На дощатый помост поднялась тоненькая девушка в белой блузке, с русой косой вокруг головы. Она была смущена непривычной ей ролью, яркий румянец заливал нежные щеки, лоб, по-детски тонкую шею. Осеннее солнце вдруг на мгновенье заглянуло в окна и осветило ее всю — от маленьких башмаков, едва выглядывающих из-под длинной темно-синей юбки до прозрачно-розовых ушей.
Павел Петрович пошел по рядам. Коста видел, как порою, подходя к ученику, он брал из его рук карандаш и что-то подправлял на листе бумаги.
В классе царила благоговейная тишина.
— Хетагурчик!
Коста обернулся, да так резко, что чуть не сшиб с ног респектабельного старичка в котелке и черном пальто с бархатным воротником.
— Дикий горец! — возмутился старичок.
Коста смущенно извинился, нетерпеливо поглядывая на ту сторону Литейного, откуда ему весело махали двое молодых людей.
— Городецкий! Борисов! — воскликнул Коста, разглядев лица товарищей. — Салам, салам!..
И быстро перебежал улицу.
— Что же ты земляков забыл? — упрекнул его Городецкий, студент-филолог, часто бывавший на собраниях кавказского студенческого землячества.
— Занятия, занятия… — оправдывался Коста.
— Занятия — это прекрасно, — согласился Городецкий, — но и без друзей жить нельзя.

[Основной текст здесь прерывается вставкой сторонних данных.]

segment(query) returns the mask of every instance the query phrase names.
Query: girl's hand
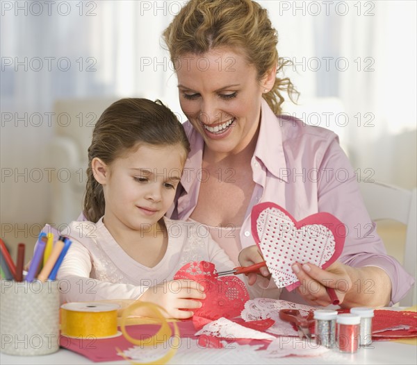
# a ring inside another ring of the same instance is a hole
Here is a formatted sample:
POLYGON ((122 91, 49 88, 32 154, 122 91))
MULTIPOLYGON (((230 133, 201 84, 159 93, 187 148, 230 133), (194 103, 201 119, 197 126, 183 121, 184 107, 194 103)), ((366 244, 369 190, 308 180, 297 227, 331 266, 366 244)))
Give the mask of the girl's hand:
MULTIPOLYGON (((200 308, 202 303, 196 299, 206 298, 204 288, 194 280, 180 279, 164 282, 149 288, 140 300, 157 304, 165 309, 165 318, 184 319, 193 316, 192 310, 200 308)), ((142 316, 151 316, 151 314, 140 313, 142 316)))
POLYGON ((346 266, 336 261, 323 270, 313 264, 293 265, 293 271, 301 282, 297 291, 312 305, 327 306, 332 300, 326 287, 336 289, 340 303, 343 303, 348 291, 352 288, 352 280, 346 266))
MULTIPOLYGON (((254 264, 258 264, 258 262, 264 261, 262 254, 256 245, 250 246, 246 248, 243 248, 239 253, 238 260, 239 263, 243 266, 249 266, 254 264)), ((246 274, 247 276, 247 283, 250 285, 253 285, 256 282, 258 275, 265 277, 270 275, 266 266, 261 267, 259 269, 259 271, 261 271, 261 274, 254 273, 246 274)))

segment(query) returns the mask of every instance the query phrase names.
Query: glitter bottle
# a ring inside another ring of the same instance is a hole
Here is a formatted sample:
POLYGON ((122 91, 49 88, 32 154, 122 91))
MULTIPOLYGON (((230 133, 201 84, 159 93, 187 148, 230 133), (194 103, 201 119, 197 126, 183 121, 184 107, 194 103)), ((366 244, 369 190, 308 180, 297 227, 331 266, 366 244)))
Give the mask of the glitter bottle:
POLYGON ((314 311, 316 320, 316 343, 332 348, 336 345, 336 317, 335 310, 317 309, 314 311))
POLYGON ((359 344, 361 317, 352 314, 338 314, 336 323, 339 350, 356 353, 359 344))
POLYGON ((374 316, 373 309, 366 307, 352 308, 350 313, 361 317, 361 337, 359 345, 366 346, 372 343, 372 319, 374 316))

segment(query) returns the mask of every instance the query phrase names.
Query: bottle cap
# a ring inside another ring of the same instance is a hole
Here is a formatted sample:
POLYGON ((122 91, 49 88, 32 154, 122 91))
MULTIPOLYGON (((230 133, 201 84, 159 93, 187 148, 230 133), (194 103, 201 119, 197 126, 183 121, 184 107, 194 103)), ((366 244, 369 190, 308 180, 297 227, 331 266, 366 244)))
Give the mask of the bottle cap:
POLYGON ((373 309, 366 307, 357 307, 350 308, 350 313, 360 316, 362 318, 372 318, 374 316, 373 309))
POLYGON ((336 321, 341 325, 359 325, 361 323, 361 317, 350 313, 338 314, 336 321))
POLYGON ((314 311, 314 319, 332 321, 336 319, 337 311, 329 309, 317 309, 314 311))

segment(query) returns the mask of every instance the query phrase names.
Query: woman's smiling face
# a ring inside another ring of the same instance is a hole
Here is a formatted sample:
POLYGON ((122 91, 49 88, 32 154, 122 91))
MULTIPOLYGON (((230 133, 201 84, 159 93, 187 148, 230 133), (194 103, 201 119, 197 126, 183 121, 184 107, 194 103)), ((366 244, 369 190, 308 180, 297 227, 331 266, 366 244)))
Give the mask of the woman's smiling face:
POLYGON ((272 87, 275 74, 270 87, 244 56, 224 48, 186 54, 176 68, 181 109, 206 148, 225 155, 245 148, 256 133, 262 93, 272 87))

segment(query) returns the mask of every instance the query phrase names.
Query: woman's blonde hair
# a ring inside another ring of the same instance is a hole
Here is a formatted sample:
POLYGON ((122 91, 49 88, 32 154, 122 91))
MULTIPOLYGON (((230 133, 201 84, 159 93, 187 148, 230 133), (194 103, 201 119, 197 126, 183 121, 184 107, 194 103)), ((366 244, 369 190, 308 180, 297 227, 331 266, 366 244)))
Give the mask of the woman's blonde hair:
MULTIPOLYGON (((278 56, 278 37, 267 10, 252 0, 190 0, 163 36, 174 65, 186 53, 202 55, 222 46, 238 51, 243 49, 249 64, 256 69, 259 80, 275 65, 278 74, 291 64, 278 56)), ((277 114, 281 113, 284 101, 282 91, 293 101, 299 94, 288 78, 279 77, 272 89, 263 94, 277 114)))
POLYGON ((190 143, 182 124, 175 114, 159 100, 122 99, 110 105, 99 118, 88 148, 87 187, 83 213, 97 222, 104 214, 106 203, 103 187, 95 178, 91 162, 98 158, 106 164, 138 146, 179 144, 183 148, 184 161, 190 143))

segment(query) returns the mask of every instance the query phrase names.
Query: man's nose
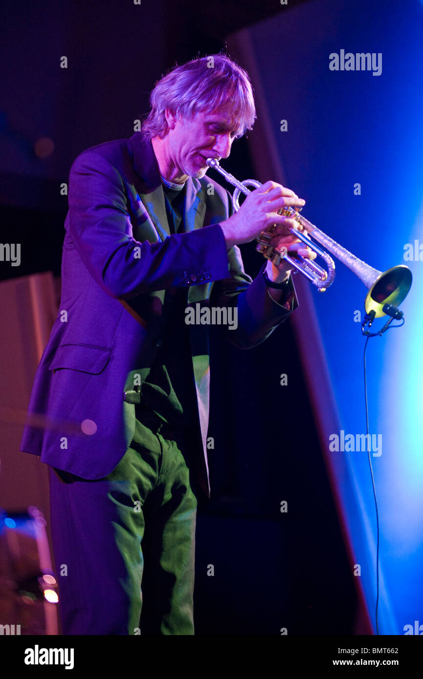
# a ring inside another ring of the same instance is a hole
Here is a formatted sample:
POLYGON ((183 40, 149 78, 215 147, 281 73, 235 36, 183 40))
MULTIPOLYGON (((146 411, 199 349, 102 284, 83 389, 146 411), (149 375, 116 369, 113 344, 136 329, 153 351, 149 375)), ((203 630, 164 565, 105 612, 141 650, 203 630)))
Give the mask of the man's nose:
POLYGON ((216 143, 213 147, 213 150, 219 155, 221 158, 227 158, 231 153, 232 146, 232 139, 231 135, 219 134, 216 137, 216 143))

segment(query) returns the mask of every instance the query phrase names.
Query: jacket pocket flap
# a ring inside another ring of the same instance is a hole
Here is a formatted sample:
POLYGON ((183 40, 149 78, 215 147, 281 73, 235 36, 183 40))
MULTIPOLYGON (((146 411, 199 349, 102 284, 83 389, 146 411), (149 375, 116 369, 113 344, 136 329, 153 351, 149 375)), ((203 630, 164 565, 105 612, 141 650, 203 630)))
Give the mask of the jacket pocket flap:
POLYGON ((111 349, 89 344, 62 344, 57 349, 48 369, 70 368, 98 375, 106 367, 111 352, 111 349))

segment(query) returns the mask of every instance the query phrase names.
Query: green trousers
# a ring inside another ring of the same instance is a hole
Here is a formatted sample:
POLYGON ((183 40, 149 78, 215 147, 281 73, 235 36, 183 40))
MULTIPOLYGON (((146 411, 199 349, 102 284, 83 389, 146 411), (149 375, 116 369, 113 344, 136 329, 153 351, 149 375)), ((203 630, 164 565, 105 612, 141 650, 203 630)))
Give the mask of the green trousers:
POLYGON ((137 419, 130 447, 103 479, 50 469, 64 634, 194 634, 188 437, 177 442, 158 428, 137 419))

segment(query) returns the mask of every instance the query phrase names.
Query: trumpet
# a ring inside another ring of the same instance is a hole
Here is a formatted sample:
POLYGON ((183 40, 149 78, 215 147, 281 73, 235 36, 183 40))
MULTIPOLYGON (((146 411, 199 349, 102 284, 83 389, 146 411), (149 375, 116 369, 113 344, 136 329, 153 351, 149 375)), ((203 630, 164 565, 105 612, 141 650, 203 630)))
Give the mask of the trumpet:
MULTIPOLYGON (((235 187, 232 196, 232 206, 234 212, 238 212, 239 210, 240 194, 242 193, 248 196, 251 193, 251 191, 248 188, 248 186, 258 189, 262 185, 256 179, 246 179, 243 182, 239 181, 233 175, 224 170, 216 158, 207 158, 206 163, 209 167, 216 170, 224 177, 226 181, 235 187)), ((318 229, 317 226, 300 215, 299 212, 301 209, 301 208, 294 208, 287 206, 280 210, 278 213, 295 219, 305 231, 312 235, 313 238, 320 245, 326 248, 331 254, 341 261, 360 278, 369 290, 365 302, 365 308, 367 314, 373 310, 375 312, 375 318, 379 318, 385 315, 385 312, 383 311, 383 307, 385 304, 392 304, 394 306, 401 304, 407 297, 411 286, 412 276, 408 267, 403 264, 399 265, 388 269, 384 272, 374 269, 359 259, 348 250, 343 248, 341 245, 337 243, 330 236, 326 236, 322 231, 318 229)), ((258 244, 256 247, 256 250, 261 253, 266 259, 270 259, 275 265, 280 264, 282 259, 285 259, 294 269, 308 278, 313 285, 316 286, 319 292, 324 292, 332 285, 335 278, 335 262, 333 259, 327 252, 320 248, 298 229, 292 227, 289 230, 296 238, 305 243, 324 260, 328 268, 327 271, 311 260, 306 259, 299 255, 297 255, 294 259, 288 254, 286 249, 284 249, 284 251, 283 252, 277 251, 271 244, 272 238, 274 237, 275 225, 263 231, 256 236, 256 240, 258 241, 258 244)))

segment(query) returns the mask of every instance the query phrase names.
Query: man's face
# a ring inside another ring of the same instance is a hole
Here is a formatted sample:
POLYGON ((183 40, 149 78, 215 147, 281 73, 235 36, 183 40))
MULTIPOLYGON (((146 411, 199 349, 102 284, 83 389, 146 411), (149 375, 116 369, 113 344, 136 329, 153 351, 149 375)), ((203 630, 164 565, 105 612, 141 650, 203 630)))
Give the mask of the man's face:
POLYGON ((181 179, 204 177, 207 158, 227 158, 237 132, 237 122, 222 110, 197 111, 185 120, 177 119, 169 126, 168 161, 180 171, 181 179))

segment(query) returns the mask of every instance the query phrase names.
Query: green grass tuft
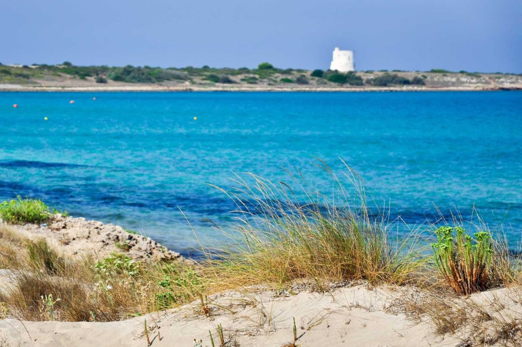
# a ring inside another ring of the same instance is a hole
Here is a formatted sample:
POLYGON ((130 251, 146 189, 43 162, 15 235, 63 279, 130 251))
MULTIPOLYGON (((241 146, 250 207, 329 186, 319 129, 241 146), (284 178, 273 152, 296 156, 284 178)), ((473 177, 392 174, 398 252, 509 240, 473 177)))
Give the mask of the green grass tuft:
POLYGON ((52 217, 49 207, 39 199, 17 197, 0 204, 0 218, 11 224, 41 224, 52 217))

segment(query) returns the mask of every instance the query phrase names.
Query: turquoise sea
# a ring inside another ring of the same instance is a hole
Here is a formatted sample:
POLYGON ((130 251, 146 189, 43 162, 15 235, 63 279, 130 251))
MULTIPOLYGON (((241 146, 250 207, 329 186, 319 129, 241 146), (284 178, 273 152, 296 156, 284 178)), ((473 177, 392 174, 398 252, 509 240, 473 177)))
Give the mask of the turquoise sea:
POLYGON ((314 156, 342 158, 408 227, 474 209, 519 249, 522 92, 0 93, 0 201, 38 197, 185 254, 179 209, 206 244, 222 237, 203 219, 232 220, 205 183, 283 167, 327 191, 314 156))

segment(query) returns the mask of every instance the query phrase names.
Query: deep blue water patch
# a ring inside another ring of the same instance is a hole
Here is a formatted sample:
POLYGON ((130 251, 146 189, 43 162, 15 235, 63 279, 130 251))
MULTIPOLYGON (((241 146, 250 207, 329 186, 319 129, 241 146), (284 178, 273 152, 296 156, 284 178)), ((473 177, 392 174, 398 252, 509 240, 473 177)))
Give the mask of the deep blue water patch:
POLYGON ((231 189, 234 172, 252 172, 298 192, 284 167, 327 193, 310 163, 338 174, 340 157, 404 232, 458 213, 480 224, 478 213, 516 252, 521 105, 522 92, 2 93, 0 200, 39 197, 188 254, 198 244, 185 217, 214 245, 222 236, 205 220, 235 216, 205 183, 231 189))

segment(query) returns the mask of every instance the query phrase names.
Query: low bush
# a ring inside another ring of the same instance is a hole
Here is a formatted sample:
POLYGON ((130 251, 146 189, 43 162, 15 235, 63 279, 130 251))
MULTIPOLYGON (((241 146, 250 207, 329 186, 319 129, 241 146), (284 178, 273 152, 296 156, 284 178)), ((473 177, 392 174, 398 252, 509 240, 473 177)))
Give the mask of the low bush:
POLYGON ((455 292, 469 295, 488 289, 492 282, 490 266, 495 256, 490 233, 475 233, 473 239, 460 227, 441 227, 435 232, 438 239, 432 244, 435 263, 455 292))
POLYGON ((146 73, 142 68, 127 65, 116 68, 109 72, 107 77, 113 81, 129 83, 153 83, 154 78, 146 73))
POLYGON ((219 78, 219 79, 218 80, 218 83, 229 84, 231 83, 235 83, 235 81, 232 79, 227 75, 224 75, 219 78))
POLYGON ((94 79, 94 81, 97 83, 107 83, 107 79, 103 76, 96 76, 94 79))
POLYGON ((219 76, 215 73, 210 73, 210 75, 207 75, 207 77, 205 78, 205 79, 210 81, 210 82, 213 82, 216 83, 219 81, 219 76))
POLYGON ((271 70, 274 68, 274 65, 269 63, 262 63, 257 66, 259 70, 271 70))
POLYGON ((426 82, 424 82, 424 79, 422 77, 415 76, 411 79, 411 84, 417 84, 418 85, 424 85, 426 84, 426 82))
POLYGON ((445 70, 444 69, 432 69, 428 72, 434 72, 435 73, 453 73, 453 71, 449 71, 448 70, 445 70))
POLYGON ((334 72, 333 73, 328 75, 328 77, 326 78, 326 80, 329 82, 333 82, 335 83, 343 84, 346 83, 347 78, 346 75, 344 73, 334 72))
POLYGON ((125 275, 136 276, 139 274, 139 265, 123 253, 113 252, 96 263, 97 271, 106 276, 125 275))
POLYGON ((307 84, 309 83, 308 79, 304 75, 300 75, 295 79, 295 83, 298 84, 307 84))
POLYGON ((386 86, 390 84, 410 84, 411 81, 405 77, 402 77, 395 73, 385 73, 368 81, 372 85, 377 86, 386 86))
POLYGON ((312 77, 319 77, 321 78, 324 75, 324 72, 319 69, 316 69, 314 71, 312 71, 310 73, 310 76, 312 77))
POLYGON ((347 73, 346 83, 351 85, 362 85, 364 84, 361 76, 357 76, 352 71, 347 73))
POLYGON ((39 199, 22 199, 4 201, 0 204, 0 218, 11 224, 41 224, 52 217, 49 207, 39 199))
POLYGON ((259 79, 255 76, 247 76, 241 79, 243 82, 246 82, 250 84, 255 84, 259 81, 259 79))

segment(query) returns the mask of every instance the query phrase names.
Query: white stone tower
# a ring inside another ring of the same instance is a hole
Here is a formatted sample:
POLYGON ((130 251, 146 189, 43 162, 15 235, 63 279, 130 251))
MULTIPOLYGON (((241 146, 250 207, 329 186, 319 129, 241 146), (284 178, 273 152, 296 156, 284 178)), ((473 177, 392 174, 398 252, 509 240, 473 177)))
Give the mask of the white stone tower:
POLYGON ((330 70, 337 70, 340 72, 354 71, 353 51, 341 51, 338 47, 334 49, 334 59, 330 64, 330 70))

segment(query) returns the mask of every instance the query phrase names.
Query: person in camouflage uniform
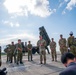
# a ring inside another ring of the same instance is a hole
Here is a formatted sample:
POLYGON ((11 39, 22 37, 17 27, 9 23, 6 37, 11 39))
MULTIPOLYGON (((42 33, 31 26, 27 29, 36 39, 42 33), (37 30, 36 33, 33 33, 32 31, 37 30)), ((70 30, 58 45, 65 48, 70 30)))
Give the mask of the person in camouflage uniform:
POLYGON ((16 45, 16 49, 17 49, 17 64, 23 64, 22 62, 22 44, 21 44, 21 40, 18 39, 18 44, 16 45))
POLYGON ((30 56, 31 56, 31 61, 32 61, 32 44, 31 44, 31 41, 28 41, 27 49, 28 49, 28 61, 30 60, 30 56))
POLYGON ((11 49, 11 61, 10 61, 10 63, 12 63, 13 57, 14 57, 14 63, 16 63, 16 53, 14 53, 16 46, 14 45, 14 42, 11 42, 10 49, 11 49))
POLYGON ((6 48, 4 49, 5 53, 7 53, 7 61, 10 62, 11 60, 11 49, 10 49, 10 44, 6 45, 6 48))
POLYGON ((74 36, 73 32, 70 32, 70 37, 67 40, 67 46, 70 49, 70 52, 75 55, 75 41, 74 41, 74 36))
POLYGON ((73 52, 73 54, 74 54, 74 56, 75 56, 75 60, 76 60, 76 38, 74 38, 74 42, 73 42, 73 47, 74 47, 74 52, 73 52))
POLYGON ((38 40, 37 42, 37 46, 39 47, 40 50, 40 64, 42 64, 43 62, 43 57, 44 57, 44 64, 46 64, 46 50, 45 50, 45 46, 46 46, 46 41, 42 38, 42 36, 39 36, 40 40, 38 40))
POLYGON ((56 42, 54 41, 54 38, 52 38, 52 42, 50 42, 50 49, 51 49, 51 55, 52 55, 52 61, 57 61, 57 54, 56 54, 56 42))
POLYGON ((59 46, 60 46, 61 55, 63 55, 65 52, 67 52, 66 39, 63 38, 62 34, 60 35, 59 46))

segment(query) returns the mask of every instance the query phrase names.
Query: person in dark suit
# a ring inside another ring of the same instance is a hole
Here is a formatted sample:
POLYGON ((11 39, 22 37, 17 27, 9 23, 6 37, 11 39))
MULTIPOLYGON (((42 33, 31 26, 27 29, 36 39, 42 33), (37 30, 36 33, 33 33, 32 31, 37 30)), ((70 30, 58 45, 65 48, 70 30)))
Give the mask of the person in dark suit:
POLYGON ((61 62, 66 69, 64 69, 59 75, 76 75, 75 56, 72 53, 64 53, 61 56, 61 62))

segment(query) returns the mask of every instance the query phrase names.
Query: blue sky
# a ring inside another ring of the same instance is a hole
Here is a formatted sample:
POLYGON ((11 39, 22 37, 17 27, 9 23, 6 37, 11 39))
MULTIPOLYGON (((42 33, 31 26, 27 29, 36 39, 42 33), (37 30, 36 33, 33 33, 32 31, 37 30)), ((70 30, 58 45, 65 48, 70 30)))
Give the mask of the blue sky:
POLYGON ((60 34, 76 36, 76 0, 0 0, 1 46, 19 38, 36 45, 41 26, 57 44, 60 34))

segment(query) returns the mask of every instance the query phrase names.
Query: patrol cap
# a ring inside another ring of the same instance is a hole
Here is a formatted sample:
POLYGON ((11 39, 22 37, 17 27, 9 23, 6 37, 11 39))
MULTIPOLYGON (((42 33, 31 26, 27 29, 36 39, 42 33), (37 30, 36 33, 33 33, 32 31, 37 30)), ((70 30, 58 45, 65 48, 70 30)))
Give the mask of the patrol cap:
POLYGON ((61 62, 63 64, 65 64, 65 63, 67 63, 68 59, 73 60, 74 58, 75 58, 75 56, 72 53, 66 52, 61 56, 61 62))
POLYGON ((73 35, 73 32, 72 31, 70 32, 70 35, 73 35))

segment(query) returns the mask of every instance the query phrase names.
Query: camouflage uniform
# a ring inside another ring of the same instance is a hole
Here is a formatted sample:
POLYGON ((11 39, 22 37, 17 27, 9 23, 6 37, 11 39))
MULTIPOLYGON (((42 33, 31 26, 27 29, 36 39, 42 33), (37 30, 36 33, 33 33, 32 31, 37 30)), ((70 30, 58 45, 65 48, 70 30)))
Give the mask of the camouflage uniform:
POLYGON ((45 50, 46 41, 44 39, 39 40, 37 42, 37 46, 39 47, 40 50, 40 63, 42 64, 43 56, 44 56, 44 64, 46 64, 46 50, 45 50))
POLYGON ((66 39, 65 38, 62 38, 59 40, 59 46, 60 46, 61 55, 63 55, 65 52, 67 52, 66 39))
POLYGON ((56 42, 52 41, 50 43, 50 49, 51 49, 51 55, 52 55, 52 61, 57 61, 57 54, 56 54, 56 42))
POLYGON ((17 64, 18 62, 22 64, 22 45, 18 43, 16 49, 17 49, 17 64))
POLYGON ((75 55, 75 46, 74 46, 74 36, 70 36, 68 38, 68 47, 70 47, 70 52, 75 55))
POLYGON ((31 61, 32 61, 32 44, 28 44, 27 45, 27 49, 28 49, 28 61, 30 60, 30 56, 31 56, 31 61))
POLYGON ((11 45, 10 46, 10 49, 11 49, 11 63, 13 61, 13 57, 14 57, 14 63, 16 63, 16 54, 14 54, 14 51, 16 49, 16 46, 15 45, 11 45))
POLYGON ((73 45, 74 45, 74 53, 73 54, 76 57, 76 38, 74 39, 73 45))
POLYGON ((7 45, 7 48, 4 49, 4 51, 7 53, 7 61, 6 62, 10 62, 10 56, 11 56, 11 50, 10 50, 10 45, 7 45))

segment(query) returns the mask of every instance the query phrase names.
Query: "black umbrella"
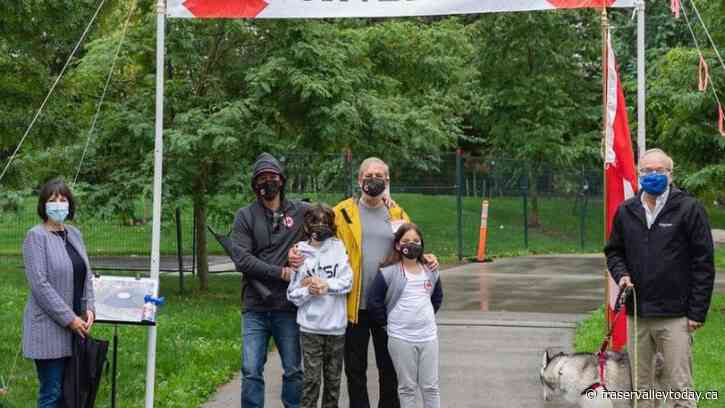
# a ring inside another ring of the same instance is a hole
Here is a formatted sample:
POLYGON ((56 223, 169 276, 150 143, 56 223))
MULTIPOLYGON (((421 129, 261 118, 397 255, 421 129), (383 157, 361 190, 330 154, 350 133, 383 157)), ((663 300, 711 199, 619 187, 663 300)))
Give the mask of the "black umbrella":
POLYGON ((108 342, 73 335, 73 355, 63 373, 63 401, 66 408, 93 408, 106 366, 108 342))
MULTIPOLYGON (((239 246, 234 244, 234 241, 229 238, 229 236, 224 234, 219 234, 210 226, 207 225, 207 228, 209 228, 209 232, 216 238, 217 242, 219 242, 219 245, 224 248, 224 252, 227 253, 227 256, 232 259, 232 262, 234 262, 237 259, 241 258, 241 250, 239 249, 239 246)), ((244 271, 240 271, 244 273, 244 271)), ((245 276, 245 279, 247 282, 254 287, 254 290, 259 293, 259 295, 262 297, 262 301, 266 302, 267 299, 272 295, 272 292, 264 286, 264 284, 256 279, 249 279, 245 276)))

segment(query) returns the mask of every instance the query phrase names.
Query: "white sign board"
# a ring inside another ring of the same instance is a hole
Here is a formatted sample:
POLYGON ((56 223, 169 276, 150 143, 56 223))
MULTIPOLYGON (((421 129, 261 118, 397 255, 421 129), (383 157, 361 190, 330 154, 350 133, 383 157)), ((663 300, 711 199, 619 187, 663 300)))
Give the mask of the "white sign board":
POLYGON ((147 324, 143 321, 144 297, 154 296, 157 286, 157 282, 149 278, 93 278, 96 320, 106 323, 147 324))

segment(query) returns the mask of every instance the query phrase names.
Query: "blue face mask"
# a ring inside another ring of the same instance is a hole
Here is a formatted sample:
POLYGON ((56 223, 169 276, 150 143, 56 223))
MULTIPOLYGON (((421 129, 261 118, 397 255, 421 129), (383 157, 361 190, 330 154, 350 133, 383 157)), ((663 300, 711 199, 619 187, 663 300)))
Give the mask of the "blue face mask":
POLYGON ((68 217, 68 203, 67 202, 49 202, 45 203, 45 213, 48 218, 58 224, 62 224, 68 217))
POLYGON ((639 184, 642 189, 653 196, 659 196, 667 190, 667 175, 659 173, 650 173, 639 178, 639 184))

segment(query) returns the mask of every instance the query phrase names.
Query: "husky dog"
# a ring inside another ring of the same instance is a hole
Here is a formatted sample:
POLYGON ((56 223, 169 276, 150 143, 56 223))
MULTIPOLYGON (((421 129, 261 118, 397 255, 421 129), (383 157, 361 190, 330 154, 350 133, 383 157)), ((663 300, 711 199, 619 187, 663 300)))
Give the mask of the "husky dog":
MULTIPOLYGON (((655 354, 655 387, 662 389, 662 370, 664 357, 661 351, 655 354)), ((608 391, 631 391, 632 371, 627 353, 607 352, 607 364, 604 369, 604 381, 608 391)), ((631 407, 630 400, 609 400, 604 398, 602 387, 593 387, 599 383, 599 356, 597 353, 559 353, 554 356, 549 350, 539 373, 544 386, 544 399, 563 397, 580 408, 624 408, 631 407), (594 392, 587 393, 588 390, 594 392)))
MULTIPOLYGON (((632 381, 629 359, 626 353, 607 353, 605 382, 609 391, 630 391, 632 381)), ((602 387, 593 387, 599 383, 599 357, 596 353, 559 353, 549 355, 547 350, 539 374, 544 386, 544 399, 563 397, 580 408, 624 408, 631 401, 609 400, 603 395, 602 387), (587 393, 587 390, 592 390, 587 393)))

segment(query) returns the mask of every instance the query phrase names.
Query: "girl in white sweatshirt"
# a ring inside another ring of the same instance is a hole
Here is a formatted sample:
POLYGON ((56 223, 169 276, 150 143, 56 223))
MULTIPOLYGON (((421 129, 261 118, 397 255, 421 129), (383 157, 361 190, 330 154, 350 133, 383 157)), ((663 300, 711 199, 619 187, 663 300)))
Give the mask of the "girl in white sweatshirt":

— А кто сказал, что у господина Хетагурова мало друзей? — чуть усмехнувшись, возразил Борисов. — Не на нас же с тобой свет клином сошелся. — И, обратившись к Коста, добавил: — А мы вас недавно в землячестве вспоминали, Андукапар стихи ваши нам читал.
Коста вспыхнул. Ох уж этот Андукапар! И кто его просил?..
Еще в Ставрополе, в гимназии, Коста писал стихи, читал их на ученических вечерах, печатал в гимназическом «Люцифере». Но кто в юности не пишет стихов! Это были наивные детские вирши, о которых теперь вспоминается с улыбкой. Здесь же, в Петербурге, Коста часто казалось, что сам город подсказывает ему ритмы и рифмы, нашептывает строки. Конечно, и это еще очень слабо, подражательно. Русские слова не всегда подчинялись ему, он писал и рвал написанное, в который раз давая себе клятву никогда больше не браться за перо.
А потом садился и писал. Только в стихах мог он излить жажду подвига, томившую его.
Ах, Андукапар… Зачем он читал им?
— Стихи ваши сильны по духу своему, — сказал Борисов, почувствовав смущение Коста. — Только к чему эти красивые слова — «аккорд», «ланиты», «жертвенник», «бокал»… Борьба, о которой вы, судя по вашим стихам, мечтаете, — трудное, будничное дело, о нем надо писать строго, сурово.
— А подвиг народовольцев? Отдать жизнь хотя бы за один шаг к свободе! — живо отозвался Коста. Он был рад встрече с Борисовым. — Разве напишешь об этом простыми словами?